A medic of the Elmhurst Hospital Center medical team reacts after stepping outside of the emergency room, Saturday, April 4, 2020, in the Queens borough of New York. (File photo: AP)
The United States Food and Drug Administration has issued an emergency use authorization for imported non-NIOSH approved respirators manufactured in China, as the supply gap for respirators continued to rise in the country.
The NIOSH, or the National Institute for Occupational Safety and Health, is a subsidiary under the US Centers for Disease Control and Prevention. It offers suggestions on epidemic prevention and work-related injuries.
Under the FDA directive, 46 manufacturers in China, including 3M and Creative Concepts' factories in China, and local Chinese companies, will be able to produce and export their respirators to the US. Out of these, 26 companies are producing respirators according to China's KN95 mask standard.
The KN95 mask standard, issued by the Ministry of Emergency Management of China, is a national class 1 standard for particulate filtering masks.

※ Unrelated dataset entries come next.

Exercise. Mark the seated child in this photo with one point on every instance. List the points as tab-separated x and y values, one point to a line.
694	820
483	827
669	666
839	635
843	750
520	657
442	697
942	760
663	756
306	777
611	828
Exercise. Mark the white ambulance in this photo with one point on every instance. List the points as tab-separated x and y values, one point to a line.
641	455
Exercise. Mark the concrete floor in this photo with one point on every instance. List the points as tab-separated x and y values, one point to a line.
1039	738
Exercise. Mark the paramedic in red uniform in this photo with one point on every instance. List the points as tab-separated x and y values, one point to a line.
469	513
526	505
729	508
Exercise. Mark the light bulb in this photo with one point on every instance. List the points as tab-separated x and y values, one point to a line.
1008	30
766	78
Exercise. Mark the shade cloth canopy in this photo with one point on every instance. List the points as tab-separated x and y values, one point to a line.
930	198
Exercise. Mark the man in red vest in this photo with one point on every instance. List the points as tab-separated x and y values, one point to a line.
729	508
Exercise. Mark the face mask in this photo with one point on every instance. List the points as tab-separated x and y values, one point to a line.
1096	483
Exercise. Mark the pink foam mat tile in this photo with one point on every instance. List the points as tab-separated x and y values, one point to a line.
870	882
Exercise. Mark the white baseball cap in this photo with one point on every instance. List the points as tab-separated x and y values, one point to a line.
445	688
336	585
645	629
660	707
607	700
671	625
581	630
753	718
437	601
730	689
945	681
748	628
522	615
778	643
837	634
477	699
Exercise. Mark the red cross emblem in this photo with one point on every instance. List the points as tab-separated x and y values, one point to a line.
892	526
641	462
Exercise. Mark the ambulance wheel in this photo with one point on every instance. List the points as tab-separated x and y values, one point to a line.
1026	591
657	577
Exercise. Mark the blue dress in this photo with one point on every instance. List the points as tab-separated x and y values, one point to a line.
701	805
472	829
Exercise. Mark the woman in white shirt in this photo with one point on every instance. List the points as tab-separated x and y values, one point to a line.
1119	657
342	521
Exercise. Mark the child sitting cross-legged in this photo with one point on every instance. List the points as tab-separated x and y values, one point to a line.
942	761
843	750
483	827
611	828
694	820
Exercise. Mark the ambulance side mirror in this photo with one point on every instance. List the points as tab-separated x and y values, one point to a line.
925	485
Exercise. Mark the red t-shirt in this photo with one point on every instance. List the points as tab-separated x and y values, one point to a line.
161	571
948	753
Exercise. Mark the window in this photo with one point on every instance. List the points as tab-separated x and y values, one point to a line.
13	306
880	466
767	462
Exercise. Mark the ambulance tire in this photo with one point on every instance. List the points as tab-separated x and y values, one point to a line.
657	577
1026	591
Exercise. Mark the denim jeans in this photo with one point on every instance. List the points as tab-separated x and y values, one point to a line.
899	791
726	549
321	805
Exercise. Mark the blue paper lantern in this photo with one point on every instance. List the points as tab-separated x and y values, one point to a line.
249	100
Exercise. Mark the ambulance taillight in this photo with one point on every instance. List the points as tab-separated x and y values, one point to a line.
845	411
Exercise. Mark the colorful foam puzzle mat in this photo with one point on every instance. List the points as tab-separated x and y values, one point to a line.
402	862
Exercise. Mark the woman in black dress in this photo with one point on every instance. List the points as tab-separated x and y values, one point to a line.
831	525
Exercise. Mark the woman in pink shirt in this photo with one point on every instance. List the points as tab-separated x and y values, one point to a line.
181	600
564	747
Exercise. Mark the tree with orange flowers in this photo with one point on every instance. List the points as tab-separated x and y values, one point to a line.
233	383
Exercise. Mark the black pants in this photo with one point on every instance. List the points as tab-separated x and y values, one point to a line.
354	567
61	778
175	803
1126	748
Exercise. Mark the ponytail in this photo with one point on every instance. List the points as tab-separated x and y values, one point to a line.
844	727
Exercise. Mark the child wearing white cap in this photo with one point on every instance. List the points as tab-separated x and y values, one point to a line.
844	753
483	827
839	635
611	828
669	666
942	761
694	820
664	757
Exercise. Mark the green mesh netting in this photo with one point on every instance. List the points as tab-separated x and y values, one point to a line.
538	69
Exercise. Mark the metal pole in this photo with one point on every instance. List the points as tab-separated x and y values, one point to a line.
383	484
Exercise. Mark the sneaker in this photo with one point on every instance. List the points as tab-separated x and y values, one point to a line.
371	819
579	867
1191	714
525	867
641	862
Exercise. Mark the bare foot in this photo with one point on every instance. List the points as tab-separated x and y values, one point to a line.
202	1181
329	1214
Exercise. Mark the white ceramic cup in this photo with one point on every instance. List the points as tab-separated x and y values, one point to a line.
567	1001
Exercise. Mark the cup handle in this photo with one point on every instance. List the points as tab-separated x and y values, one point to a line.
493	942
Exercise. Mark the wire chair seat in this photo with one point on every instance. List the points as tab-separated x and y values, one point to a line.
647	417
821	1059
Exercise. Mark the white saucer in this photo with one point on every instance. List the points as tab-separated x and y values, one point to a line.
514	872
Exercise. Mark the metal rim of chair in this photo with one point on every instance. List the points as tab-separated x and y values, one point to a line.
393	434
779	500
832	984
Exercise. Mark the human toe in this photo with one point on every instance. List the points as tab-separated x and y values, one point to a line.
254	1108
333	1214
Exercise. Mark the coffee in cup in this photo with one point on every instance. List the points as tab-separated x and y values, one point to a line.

The CDC said previously that the efficiency of KN95 masks was similar to that of the N95 masks, and served as a proper substitute for the latter.
"We need to do everything we can to increase the availability of critical medical devices … so that healthcare workers on the front lines are better protected and provide the best care to COVID-19 patients," said Stephen M Hahn, FDA commissioner, in a press announcement released by the FDA.
As reported by the Cable News Network (CNN), according to a federal draft, US enterprises are barred from exporting essential medical supplies related to COVID-19. On April 2, the White House issued a presidential memorandum to stop manufacturer 3M from sending medical-grade face masks to Canada and Latin America.
To tackle the shortage in medical supplies, at the end of March, the FDA issued a EUA on imported masks from the European Union, Australia, Brazil, Japan, South Korea and Mexico, excluding China from the list.
Chen Qiaoshan, a medical analyst at Beijing-based market consultancy Analysys, said: "Currently, the US is facing a severe shortage of respirators, and China is one of the few countries to produce qualified products. Therefore, the US issued the EUA for respirators manufactured in China."
She said that the US government started to encourage the public wearing of face masks only recently, and its production capacity for masks is far from enough to meet domestic demand. Importing respirators from other countries is a measure to address social panic.
Many Chinese companies, including Yichang, Hubei province-based Allmed Medical, Shenzhen, Guangdong province-based Selen Technology, and Hangzhou-based Great Star, said that their masks were currently approved by the FDA and the companies were preparing to ship the products to the US.
Starting April 1, exporters of medical products, including COVID-19 testing kits, medical face masks and ventilators, need to provide extra documentation when they go through customs clearance, according to the Ministry of Commerce.
Jin Hai, head of the General Administration of Customs' Department of General Operation, said earlier at a news conference that during the epidemic prevention and control period, the Chinese government will ramp up supervision to ensure the orderly and top quality export of medical supplies.
Data from the GAC showed that from April 1 to Sunday, it had 16.6 billion yuan ($2.4 billion) worth of inspected medical supplies. It had also intercepted over 33 million pieces of medical materials produced by unqualified medical enterprises at the port, including 31.65 million face masks, 509,000 protective clothing, 1.19 million COVID-19 detection kits, 6.77 million ventilators and 46,000 infrared thermometers.